The term ‘Bradycardia’ means a slow heart rate, usually defined in an adult person as fewer than 60 beats per minute. It can be a serious problem if the heart doesn’t pump enough oxygen-rich blood to the body. It occurs when electrical signals slow down or are blocked.

General causes of Bradycardia-

In Athletes: The athlete’s heart is considerably stronger than that of a normal person and allows a large stroke volume output during rest. These excessive quantities of blood initiate feedback circulatory reflexes or other effects to cause Bradycardia when the athlete is at rest.

Vagal stimulation: In carotid sinus syndrome, an atherosclerotic process causes excess sensitivity of the baroreceptors in the arterial wall.
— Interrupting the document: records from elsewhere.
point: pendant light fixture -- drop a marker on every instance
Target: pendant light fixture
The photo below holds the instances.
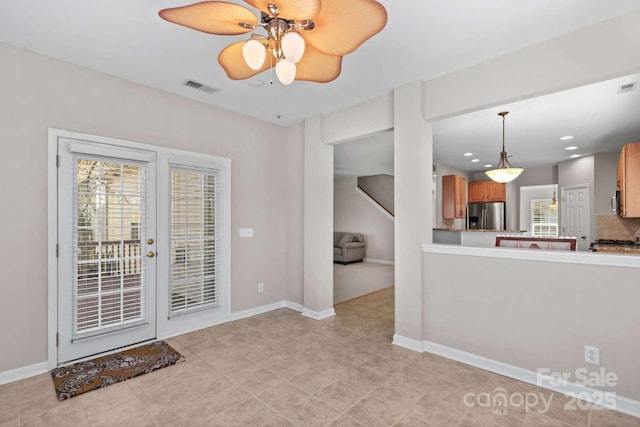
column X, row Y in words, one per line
column 503, row 171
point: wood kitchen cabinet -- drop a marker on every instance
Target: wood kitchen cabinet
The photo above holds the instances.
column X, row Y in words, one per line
column 487, row 191
column 629, row 180
column 454, row 197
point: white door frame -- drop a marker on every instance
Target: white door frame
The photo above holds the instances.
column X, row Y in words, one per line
column 562, row 218
column 224, row 164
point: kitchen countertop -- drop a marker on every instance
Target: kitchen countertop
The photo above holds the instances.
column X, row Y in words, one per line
column 618, row 249
column 476, row 230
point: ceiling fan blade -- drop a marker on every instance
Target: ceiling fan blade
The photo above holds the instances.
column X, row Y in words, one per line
column 290, row 9
column 233, row 63
column 214, row 17
column 319, row 67
column 342, row 26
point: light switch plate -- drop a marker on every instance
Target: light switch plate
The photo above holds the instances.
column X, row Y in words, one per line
column 246, row 232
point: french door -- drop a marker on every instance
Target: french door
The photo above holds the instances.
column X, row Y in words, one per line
column 107, row 249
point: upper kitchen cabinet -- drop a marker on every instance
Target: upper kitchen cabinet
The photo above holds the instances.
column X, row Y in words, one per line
column 454, row 197
column 487, row 191
column 629, row 180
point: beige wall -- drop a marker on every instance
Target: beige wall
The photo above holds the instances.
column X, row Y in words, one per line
column 351, row 212
column 39, row 92
column 535, row 314
column 594, row 54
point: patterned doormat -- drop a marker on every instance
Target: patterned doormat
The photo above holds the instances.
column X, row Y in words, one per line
column 81, row 377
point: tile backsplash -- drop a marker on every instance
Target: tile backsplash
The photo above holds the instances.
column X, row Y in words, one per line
column 615, row 227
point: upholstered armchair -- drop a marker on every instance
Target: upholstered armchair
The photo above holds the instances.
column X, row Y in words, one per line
column 348, row 247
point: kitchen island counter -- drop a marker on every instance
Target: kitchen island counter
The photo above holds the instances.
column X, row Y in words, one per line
column 471, row 237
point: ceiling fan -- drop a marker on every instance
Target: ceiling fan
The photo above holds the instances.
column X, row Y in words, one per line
column 304, row 40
As a result, increased external pressure on the neck causes the atherosclerotic plaque in the carotid sinus to stimulate the baroreceptors, which then stimule the vagus nerve and cause bradycardia.

Sinus node problems: Bradycardia often starts in the sinus node. A slow heart rate might occur because of the sinus node:

  • Discharges electrical impulses slower than is normal
  • Pauses or fails to discharge at a regular rate
  • Discharges an electrical impulse that’s blocked before causing the atria to contract

In some people, the sinus node problems result in alternating slow and fast heart rates (bradycardia-tachycardia syndrome).

Other things that can lead to it:

Certain medications, such as those to treat high blood pressure or irregular heartbeats

  • A congenital defect, or problem you’re born with
  • Thyroid disease, an imbalance of hormones in the body.